A kick is a physical strike using the foot, leg, or knee (the latter is also known as a knee strike). This type of attack is used frequently by hooved animals as well as humans in the context of stand-up fighting. Kicks play a significant role in many forms of martial arts, such as savate, taekwondo, sikaran, karate, Pankration, Combat Hopak, Kung fu, Vovinam, kickboxing, Muay Thai, capoeira, silat, and kalaripayattu.
Kicking is also prominent from its use in many sports, especially those called football. The best known of these sports is association football, also known as soccer.
As the human leg is longer and stronger than the arm, kicks are generally used to keep an opponent at a distance, surprise him or her with their range, and inflict substantial damage. On the other hand, stance is very important in any combat system, and any attempt to deliver a kick will necessarily compromise one’s stability of stance.
The application of kicks is thus a question of the tradeoff between the power that can be delivered vs. the cost incurred to balance. Since combat situations are fluid, understanding this tradeoff and making the appropriate decision to adjust to each moment is key.

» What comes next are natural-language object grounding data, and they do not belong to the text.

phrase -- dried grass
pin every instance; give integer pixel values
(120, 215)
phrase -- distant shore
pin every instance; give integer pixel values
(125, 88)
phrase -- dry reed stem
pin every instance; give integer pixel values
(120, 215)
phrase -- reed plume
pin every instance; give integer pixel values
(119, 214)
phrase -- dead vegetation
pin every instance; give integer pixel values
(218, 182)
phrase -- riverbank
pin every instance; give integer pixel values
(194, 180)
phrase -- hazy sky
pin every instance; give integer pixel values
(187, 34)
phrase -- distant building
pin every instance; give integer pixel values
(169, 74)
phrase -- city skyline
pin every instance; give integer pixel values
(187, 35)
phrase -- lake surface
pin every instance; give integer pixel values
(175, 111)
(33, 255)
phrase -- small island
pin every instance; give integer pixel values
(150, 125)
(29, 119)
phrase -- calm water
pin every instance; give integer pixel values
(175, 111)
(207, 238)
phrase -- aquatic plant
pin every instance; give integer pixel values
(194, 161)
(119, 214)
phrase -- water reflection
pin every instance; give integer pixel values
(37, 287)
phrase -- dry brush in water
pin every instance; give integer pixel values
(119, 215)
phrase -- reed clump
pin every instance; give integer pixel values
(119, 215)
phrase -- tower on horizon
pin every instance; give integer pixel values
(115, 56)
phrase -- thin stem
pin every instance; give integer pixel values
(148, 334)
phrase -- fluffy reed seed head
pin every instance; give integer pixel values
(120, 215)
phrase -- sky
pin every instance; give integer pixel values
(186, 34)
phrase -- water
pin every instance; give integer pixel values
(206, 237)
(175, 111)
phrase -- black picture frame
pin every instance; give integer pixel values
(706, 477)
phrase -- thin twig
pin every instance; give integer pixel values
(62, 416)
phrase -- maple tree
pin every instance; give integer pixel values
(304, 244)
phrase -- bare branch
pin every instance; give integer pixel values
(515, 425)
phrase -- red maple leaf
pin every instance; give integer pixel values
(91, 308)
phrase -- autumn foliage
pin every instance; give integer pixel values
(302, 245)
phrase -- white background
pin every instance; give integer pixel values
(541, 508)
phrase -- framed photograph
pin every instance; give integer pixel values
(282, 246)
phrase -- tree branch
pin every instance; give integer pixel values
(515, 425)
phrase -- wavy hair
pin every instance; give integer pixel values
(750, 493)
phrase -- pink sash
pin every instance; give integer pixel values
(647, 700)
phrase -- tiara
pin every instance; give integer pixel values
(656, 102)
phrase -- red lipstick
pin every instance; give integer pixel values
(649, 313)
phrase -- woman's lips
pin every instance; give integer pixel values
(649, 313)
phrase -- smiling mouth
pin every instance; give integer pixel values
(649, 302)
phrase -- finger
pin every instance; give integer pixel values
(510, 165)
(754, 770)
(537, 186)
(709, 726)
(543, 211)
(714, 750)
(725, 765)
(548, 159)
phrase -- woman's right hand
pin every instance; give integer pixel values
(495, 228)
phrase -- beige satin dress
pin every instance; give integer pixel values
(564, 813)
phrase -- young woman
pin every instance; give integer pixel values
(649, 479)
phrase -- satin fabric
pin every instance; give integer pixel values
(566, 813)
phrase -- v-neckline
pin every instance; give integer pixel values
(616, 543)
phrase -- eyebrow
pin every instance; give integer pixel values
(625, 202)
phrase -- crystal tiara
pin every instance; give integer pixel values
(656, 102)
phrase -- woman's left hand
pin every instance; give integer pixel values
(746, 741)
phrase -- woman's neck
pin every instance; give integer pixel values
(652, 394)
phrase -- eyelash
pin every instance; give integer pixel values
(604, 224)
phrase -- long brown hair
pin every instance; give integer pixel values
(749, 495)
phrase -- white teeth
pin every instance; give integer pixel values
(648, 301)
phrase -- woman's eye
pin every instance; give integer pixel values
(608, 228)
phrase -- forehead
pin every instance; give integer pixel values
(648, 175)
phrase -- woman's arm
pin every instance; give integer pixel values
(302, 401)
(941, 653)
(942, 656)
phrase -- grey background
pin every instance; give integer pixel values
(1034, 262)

Kicks are commonly directed against helpless or downed targets, while for more general self-defense applications, the consensus is that simple kicks aimed at vulnerable targets below the chest may be highly efficient, but should be executed with a degree of care.
Self-defense experts, such as author and teacher Marc Macyoung, claim that kicks should be aimed no higher than the waist/stomach. Thus, the fighter should not compromise their balance while delivering a kick, and retract the leg properly to avoid grappling.
It is often recommended to build and drill simple combinations that involve attacking different levels of an opponent. A common example would be distracting an opponent’s focus via a fake jab, following up with a powerful attack at the opponent’s legs and punching.
Further, since low kicks are inherently quicker and harder to see and dodge in general they are often emphasized in a street fight scenario.